Noel R. Rose, professor of pathology, molecular microbiology and immunization, and director of the Center for Autoimmune Disease Research, has received two honors for achievements in his field. The Fourth International Congress on Autoimmunity gave him the first Aesku Diagnostics Award for Lifetime Contribution to Autoimmunity in November, and the American Society for Microbiology will give him its Founders Distinguished Service Award in June.

Paul Scheel Jr., associate professor of medicine, has been appointed chief of the Division of Nephrology.

Lisa Scheifele, a postdoctoral fellow, has received a three-year Damon Runyon Cancer Research Foundation Fellowship Award. Scheifele is working with Jef Boeke, professor of molecular biology and genetics and director of the High Throughput Biology Center in the Institute for Basic Biomedial Sciences.

Mike Weisfeldt, director and William Osler Professor of medicine, has been invited to deliver the keynote address to the Association of Black Cardiologists meeting at the annual American College of Cardiology gathering in Orlando, Fla., on March 5.

 

School of Nursing

Marion Ball, adjunct professor, received the 2005 Book of the Year Award for Consumer Informatics from the Healthcare Information and Management Systems Society for Applications and Strategies in Cyber Health. Among the book's contributors is assistant professor Kay Cresci, who co-wrote a chapter titled "The Convergence of Health Promotion and the Internet."

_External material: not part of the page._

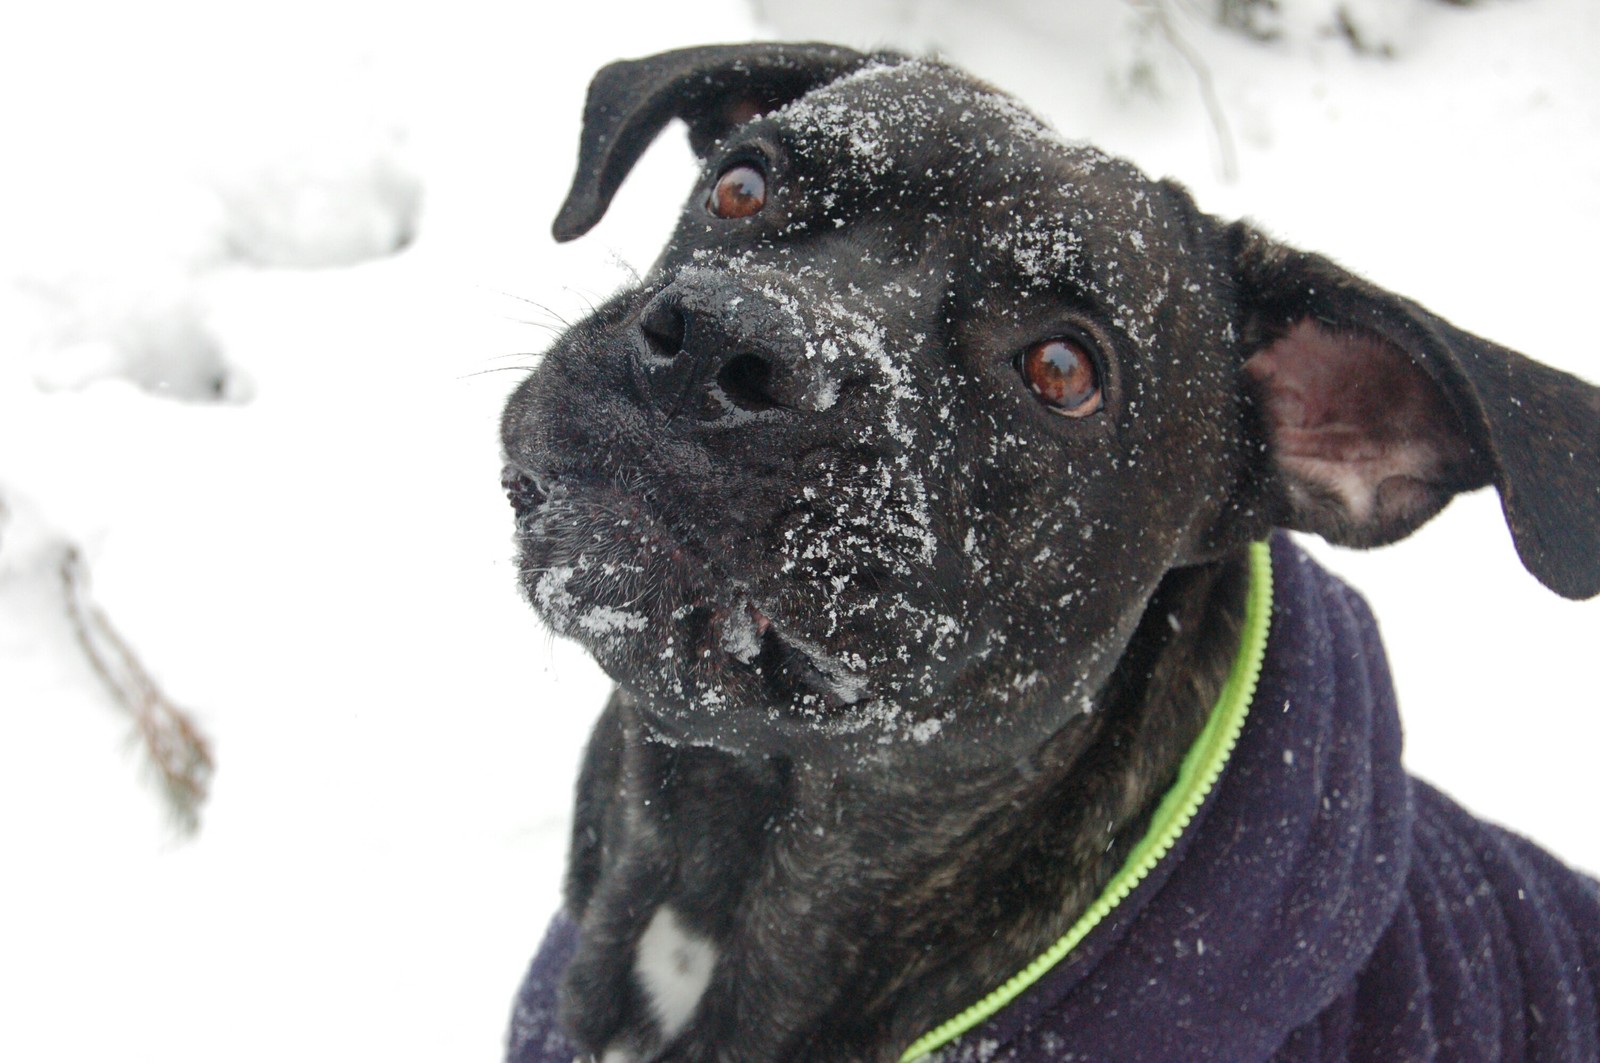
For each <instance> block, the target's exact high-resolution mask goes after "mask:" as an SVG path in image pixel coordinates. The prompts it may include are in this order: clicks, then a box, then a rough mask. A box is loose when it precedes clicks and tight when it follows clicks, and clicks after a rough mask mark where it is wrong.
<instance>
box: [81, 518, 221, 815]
mask: <svg viewBox="0 0 1600 1063" xmlns="http://www.w3.org/2000/svg"><path fill="white" fill-rule="evenodd" d="M61 584H62V589H64V591H66V602H67V616H69V620H70V621H72V631H74V634H77V639H78V645H82V647H83V653H85V655H86V656H88V660H90V664H91V666H93V669H94V674H96V676H99V679H101V682H102V684H106V688H107V690H109V692H110V695H112V696H114V698H115V700H117V703H118V704H120V706H122V708H123V709H125V711H126V712H128V716H131V717H133V724H134V727H136V728H138V735H139V741H141V743H142V746H144V751H146V754H147V756H149V759H150V765H152V767H154V768H155V772H157V780H158V783H160V786H162V796H163V797H165V800H166V805H168V808H170V810H171V813H173V816H174V820H176V821H178V826H179V829H181V831H182V832H184V834H194V832H195V831H198V829H200V807H202V805H203V804H205V799H206V794H208V791H210V786H211V775H213V773H214V770H216V765H214V762H213V760H211V748H210V744H208V743H206V740H205V736H203V735H202V733H200V728H198V727H195V724H194V722H192V720H190V719H189V716H187V714H186V712H184V711H182V709H179V708H178V706H174V704H173V703H171V701H170V700H168V698H166V695H165V693H162V688H160V687H157V685H155V680H154V679H150V674H149V672H147V671H146V668H144V664H142V663H141V661H139V658H138V655H134V652H133V648H131V647H130V645H128V642H126V640H125V639H123V637H122V636H120V634H118V632H117V629H115V628H114V626H112V623H110V620H109V618H107V616H106V613H104V610H101V608H99V605H96V604H94V600H93V599H91V597H90V588H88V584H90V578H88V567H86V565H85V562H83V557H82V554H78V551H77V548H72V546H69V548H67V551H66V554H64V556H62V559H61Z"/></svg>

Neysa Ernst, a junior, was elected president of the Maryland Association of Nursing Students and will begin her one-year term in March. Ernst is the third consecutive student from Johns Hopkins to be elected MANS president.

Fannie Gaston-Johansson, professor, has joined the Royal Society of Arts and Sciences of Goteborg, Sweden. The first nurse voted into the organization, a scientific honor society started in 1778, Gaston-Johansson occupies one of the medical seats.

Sharon Olsen, assistant professor, was awarded Nursing Research Book of the Year from the American Journal of Nursing for the third edition of Instruments for Clinical Health-Care Research.

Julie Stanik-Hutt, associate professor, was elected national affiliate representative to the board of directors for the American College of Nurse Practitioners.